Quote from: Richmond Clements on 29 June, 2010, 12:55:44 PM
Quote from: HOO-HAA on 29 June, 2010, 12:50:30 PM
Still hammering my way through CUJO by Stephen King and thoroughly enjoying it. If this is the kind of writing that alcoholism breeds, I need to get myself a drink :)

Yeah- that's what I thought too!
I'm not sure if he says it in On Writing, but he also says he cannot remember writing Cujo... now that's just not fair.

Yep, that's correct. He can't remember writing Cujo. Which annoyed him, as I recall. He likes that book (unlike Rose Madder or Insomnia which he describes as 'try hard')

The thing about Cujo is that it's riddled with adverbs, which he speaks ill off in On Writing. Good to see how he had to hone the craft like the rest of us, evolving his style with each book he wrote. Still, it's odd that it's his earlier work I always hark back to (Carrie is one of my all-time fav reads) as opposed to some of his recent, more literary output.

Kerrin

Quote from: The Cosh on 30 June, 2010, 11:39:17 AMThere was, but if you're copy was published in the last twenty years it probably includes both the original volumes.

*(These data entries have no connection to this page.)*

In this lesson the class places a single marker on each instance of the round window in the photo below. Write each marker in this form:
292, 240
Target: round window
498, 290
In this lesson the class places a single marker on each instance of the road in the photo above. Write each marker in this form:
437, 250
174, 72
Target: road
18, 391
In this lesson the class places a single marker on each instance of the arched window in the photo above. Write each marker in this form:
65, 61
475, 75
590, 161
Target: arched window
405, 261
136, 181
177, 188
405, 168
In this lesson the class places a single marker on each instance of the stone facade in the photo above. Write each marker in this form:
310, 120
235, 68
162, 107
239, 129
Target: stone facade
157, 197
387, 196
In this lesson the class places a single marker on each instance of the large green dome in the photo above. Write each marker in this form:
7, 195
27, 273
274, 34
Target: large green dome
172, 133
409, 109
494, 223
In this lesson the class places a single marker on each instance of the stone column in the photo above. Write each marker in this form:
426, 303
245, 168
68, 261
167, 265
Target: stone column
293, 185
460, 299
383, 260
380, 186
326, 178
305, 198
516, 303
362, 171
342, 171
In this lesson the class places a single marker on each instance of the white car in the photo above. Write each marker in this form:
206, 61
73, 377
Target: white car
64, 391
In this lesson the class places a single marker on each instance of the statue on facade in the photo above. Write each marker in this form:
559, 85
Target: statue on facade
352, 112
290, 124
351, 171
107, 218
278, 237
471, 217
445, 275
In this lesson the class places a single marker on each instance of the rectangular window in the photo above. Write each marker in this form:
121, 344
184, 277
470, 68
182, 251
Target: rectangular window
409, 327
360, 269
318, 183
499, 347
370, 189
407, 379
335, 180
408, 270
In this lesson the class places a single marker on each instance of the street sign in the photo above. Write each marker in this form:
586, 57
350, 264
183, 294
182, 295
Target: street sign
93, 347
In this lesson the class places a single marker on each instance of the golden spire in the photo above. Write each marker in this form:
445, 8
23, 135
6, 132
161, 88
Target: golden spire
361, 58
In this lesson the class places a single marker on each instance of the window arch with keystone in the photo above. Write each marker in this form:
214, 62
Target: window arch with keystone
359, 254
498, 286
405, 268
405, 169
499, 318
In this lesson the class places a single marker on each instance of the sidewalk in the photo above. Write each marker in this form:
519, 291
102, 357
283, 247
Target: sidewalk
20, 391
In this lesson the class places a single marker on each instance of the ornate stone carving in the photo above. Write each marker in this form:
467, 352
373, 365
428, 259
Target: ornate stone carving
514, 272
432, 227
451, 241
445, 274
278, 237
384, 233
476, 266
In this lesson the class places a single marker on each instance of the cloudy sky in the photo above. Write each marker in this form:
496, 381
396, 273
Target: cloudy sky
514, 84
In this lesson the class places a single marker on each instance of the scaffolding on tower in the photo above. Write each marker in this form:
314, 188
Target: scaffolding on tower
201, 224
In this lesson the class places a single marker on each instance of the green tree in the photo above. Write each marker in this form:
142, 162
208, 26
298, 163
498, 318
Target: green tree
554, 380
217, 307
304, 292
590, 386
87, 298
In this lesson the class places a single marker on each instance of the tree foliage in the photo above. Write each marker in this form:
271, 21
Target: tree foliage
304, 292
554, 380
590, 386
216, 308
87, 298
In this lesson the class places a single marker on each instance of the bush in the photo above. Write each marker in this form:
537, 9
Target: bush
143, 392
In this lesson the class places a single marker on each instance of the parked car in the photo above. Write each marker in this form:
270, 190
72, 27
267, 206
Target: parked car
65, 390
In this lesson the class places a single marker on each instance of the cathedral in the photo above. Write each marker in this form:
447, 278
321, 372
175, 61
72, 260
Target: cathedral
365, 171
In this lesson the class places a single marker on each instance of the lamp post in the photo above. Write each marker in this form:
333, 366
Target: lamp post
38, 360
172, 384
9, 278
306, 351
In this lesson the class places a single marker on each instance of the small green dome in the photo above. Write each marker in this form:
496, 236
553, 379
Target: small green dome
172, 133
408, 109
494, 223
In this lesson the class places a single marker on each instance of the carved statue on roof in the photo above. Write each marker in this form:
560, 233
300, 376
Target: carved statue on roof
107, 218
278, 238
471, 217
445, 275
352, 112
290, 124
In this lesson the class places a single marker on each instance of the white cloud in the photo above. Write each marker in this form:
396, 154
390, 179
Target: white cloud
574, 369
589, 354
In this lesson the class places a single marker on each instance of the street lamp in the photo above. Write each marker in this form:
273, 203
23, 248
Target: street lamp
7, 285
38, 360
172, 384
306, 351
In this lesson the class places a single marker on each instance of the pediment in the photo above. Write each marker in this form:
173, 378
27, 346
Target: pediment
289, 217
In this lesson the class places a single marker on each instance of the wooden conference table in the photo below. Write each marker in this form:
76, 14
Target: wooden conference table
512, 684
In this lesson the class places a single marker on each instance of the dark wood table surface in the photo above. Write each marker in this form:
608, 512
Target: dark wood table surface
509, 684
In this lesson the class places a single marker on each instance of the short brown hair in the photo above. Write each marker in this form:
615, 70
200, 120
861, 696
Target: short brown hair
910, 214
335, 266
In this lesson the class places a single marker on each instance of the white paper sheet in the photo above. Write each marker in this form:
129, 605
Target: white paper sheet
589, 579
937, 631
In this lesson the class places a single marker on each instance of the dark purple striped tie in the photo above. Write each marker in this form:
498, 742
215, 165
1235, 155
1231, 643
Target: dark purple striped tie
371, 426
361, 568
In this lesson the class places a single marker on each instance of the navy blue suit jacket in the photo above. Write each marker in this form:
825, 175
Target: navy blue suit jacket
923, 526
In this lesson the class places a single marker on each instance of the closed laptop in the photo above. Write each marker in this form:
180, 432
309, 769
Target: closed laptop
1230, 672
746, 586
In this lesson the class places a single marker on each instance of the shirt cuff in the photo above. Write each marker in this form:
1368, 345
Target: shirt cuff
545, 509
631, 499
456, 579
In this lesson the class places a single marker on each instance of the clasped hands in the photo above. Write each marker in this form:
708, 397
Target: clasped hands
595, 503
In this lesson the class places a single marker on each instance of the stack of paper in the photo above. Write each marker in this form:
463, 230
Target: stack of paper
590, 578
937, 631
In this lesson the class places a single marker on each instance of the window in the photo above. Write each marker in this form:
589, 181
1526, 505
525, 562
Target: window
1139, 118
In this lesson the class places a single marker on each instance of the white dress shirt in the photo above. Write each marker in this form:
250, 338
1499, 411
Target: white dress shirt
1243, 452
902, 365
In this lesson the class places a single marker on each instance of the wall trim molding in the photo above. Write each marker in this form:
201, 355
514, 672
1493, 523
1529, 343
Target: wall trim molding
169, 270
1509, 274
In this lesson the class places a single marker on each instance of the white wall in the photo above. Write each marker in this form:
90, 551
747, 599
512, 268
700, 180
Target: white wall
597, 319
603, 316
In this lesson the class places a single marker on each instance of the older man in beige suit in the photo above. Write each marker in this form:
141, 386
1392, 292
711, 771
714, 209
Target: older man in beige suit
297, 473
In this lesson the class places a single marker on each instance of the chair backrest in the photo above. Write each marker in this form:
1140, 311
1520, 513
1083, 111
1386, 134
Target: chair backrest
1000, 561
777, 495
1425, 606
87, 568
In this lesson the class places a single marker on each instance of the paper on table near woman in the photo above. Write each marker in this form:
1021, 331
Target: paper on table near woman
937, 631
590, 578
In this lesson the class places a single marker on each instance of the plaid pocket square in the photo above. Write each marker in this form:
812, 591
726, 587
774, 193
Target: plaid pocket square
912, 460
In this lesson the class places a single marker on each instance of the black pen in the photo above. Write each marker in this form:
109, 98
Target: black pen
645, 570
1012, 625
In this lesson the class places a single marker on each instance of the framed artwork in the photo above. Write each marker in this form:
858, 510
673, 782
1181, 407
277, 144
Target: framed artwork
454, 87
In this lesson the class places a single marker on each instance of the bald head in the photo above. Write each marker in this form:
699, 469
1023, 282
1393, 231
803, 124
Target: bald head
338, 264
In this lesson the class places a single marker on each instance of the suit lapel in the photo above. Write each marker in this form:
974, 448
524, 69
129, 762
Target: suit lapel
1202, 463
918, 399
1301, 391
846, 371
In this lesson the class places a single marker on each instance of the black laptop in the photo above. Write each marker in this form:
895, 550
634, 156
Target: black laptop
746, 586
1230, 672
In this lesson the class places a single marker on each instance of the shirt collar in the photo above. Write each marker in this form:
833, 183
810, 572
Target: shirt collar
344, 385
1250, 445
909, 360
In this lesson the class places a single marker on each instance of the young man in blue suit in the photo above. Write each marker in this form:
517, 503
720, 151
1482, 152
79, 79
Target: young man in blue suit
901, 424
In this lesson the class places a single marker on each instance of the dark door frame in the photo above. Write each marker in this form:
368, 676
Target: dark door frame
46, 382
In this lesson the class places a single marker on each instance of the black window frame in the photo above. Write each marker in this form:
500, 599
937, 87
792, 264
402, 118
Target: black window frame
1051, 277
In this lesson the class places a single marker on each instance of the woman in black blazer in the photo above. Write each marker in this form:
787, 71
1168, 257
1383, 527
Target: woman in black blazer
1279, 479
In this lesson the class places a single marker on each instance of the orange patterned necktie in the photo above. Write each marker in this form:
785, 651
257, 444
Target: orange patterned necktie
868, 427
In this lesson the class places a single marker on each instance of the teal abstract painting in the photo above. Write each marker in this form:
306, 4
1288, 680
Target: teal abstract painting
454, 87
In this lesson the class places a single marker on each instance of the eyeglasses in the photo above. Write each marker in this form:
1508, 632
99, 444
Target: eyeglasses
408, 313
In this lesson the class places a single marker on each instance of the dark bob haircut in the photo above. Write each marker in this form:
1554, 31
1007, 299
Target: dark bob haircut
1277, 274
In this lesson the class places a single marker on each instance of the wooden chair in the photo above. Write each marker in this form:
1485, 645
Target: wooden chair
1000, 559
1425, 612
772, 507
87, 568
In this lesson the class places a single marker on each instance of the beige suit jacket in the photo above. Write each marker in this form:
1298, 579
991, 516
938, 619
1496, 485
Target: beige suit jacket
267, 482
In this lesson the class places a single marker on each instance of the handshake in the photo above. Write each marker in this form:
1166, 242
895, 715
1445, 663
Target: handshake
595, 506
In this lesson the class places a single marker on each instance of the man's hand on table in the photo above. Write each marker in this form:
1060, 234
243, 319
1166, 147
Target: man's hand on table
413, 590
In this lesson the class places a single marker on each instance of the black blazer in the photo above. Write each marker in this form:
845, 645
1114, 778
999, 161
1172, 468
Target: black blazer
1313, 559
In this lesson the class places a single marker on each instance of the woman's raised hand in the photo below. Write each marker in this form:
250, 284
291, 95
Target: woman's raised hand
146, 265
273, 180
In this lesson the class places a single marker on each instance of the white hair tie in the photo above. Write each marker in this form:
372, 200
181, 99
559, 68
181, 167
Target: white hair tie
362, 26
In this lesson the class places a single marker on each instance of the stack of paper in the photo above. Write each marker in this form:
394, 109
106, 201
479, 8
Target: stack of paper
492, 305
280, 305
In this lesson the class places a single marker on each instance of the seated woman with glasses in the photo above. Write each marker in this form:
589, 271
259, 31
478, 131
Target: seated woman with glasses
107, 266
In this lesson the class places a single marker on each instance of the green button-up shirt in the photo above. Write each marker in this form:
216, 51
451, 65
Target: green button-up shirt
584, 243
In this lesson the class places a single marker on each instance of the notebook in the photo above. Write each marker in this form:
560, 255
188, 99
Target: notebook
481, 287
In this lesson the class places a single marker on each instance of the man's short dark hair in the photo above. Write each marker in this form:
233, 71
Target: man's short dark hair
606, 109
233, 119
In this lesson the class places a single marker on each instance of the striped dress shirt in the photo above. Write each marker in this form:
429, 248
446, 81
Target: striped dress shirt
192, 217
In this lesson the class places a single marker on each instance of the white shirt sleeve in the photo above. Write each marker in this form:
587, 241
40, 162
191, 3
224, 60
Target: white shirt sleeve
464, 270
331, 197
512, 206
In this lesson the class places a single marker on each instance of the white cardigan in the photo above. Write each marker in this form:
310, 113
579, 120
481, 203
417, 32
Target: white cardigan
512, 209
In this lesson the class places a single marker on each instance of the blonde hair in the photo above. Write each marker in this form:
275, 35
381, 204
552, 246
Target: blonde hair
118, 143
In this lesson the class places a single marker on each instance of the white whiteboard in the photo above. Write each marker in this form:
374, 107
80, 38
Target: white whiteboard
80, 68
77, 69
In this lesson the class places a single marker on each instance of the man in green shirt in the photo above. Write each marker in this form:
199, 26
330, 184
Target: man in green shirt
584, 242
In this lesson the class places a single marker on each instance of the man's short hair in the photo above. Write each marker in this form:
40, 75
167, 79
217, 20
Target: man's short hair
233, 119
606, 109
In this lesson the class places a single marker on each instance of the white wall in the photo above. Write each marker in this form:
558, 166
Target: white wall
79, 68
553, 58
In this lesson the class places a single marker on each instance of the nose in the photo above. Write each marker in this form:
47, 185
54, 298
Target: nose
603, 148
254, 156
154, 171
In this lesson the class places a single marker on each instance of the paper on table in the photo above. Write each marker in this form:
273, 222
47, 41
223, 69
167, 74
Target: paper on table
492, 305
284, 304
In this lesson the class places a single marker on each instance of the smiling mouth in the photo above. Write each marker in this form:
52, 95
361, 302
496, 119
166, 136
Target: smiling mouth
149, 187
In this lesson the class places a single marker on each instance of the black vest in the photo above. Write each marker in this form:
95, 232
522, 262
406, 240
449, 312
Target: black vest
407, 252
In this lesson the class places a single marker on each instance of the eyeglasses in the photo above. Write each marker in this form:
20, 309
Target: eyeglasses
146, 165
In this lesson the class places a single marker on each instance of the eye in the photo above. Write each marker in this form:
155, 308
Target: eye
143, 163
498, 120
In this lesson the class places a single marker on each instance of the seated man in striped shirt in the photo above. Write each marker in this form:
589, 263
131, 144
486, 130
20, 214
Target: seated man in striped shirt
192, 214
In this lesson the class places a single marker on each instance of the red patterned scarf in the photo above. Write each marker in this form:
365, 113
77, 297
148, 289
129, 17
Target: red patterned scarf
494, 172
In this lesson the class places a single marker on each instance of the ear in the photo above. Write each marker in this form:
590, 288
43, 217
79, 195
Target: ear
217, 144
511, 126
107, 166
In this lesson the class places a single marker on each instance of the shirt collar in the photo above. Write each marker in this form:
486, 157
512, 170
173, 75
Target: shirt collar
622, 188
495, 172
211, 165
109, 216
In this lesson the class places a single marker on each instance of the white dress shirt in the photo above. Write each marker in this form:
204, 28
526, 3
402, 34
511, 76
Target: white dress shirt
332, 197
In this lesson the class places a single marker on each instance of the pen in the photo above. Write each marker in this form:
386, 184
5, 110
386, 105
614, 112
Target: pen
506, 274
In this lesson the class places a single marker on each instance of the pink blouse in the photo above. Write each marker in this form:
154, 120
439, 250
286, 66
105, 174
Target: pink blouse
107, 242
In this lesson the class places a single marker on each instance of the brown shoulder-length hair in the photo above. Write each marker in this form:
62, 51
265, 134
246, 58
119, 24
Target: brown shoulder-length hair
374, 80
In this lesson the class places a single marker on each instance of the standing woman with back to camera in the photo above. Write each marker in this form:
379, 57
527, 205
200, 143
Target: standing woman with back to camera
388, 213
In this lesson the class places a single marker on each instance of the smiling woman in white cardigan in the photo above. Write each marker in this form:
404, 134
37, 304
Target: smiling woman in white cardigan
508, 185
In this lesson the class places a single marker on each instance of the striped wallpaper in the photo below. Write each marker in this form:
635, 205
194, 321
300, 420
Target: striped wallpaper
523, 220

Having read "Vaster than Empires and More Slow" (brilliant story, I always new there was something strange going on with vegetables), I should have realised that. I shall go and stand in the corner.

Something Fishy

Currently a collection called "The Monster Book of Horror Comics".

Just ordered the "Stainless Steel Rat Collection".  Been meaning to read them for years.

Aaron A Aardvark

Khrushchev: The Man and His Era by William Taubman

The Emile Heskey of tyrants, interesting stuff.

Colin YNWA

What he was just a big sad bear?

Aaron A Aardvark

Quote from: Colin_YNWA on 01 July, 2010, 02:39:13 PM
What he was just a big sad bear?

Basically yes. Just hopelessly out of his depth and the harder he tried, the worse he got, until he nearly blew up the world. If it wasn't for all the death warrants I'd feel sorry for him.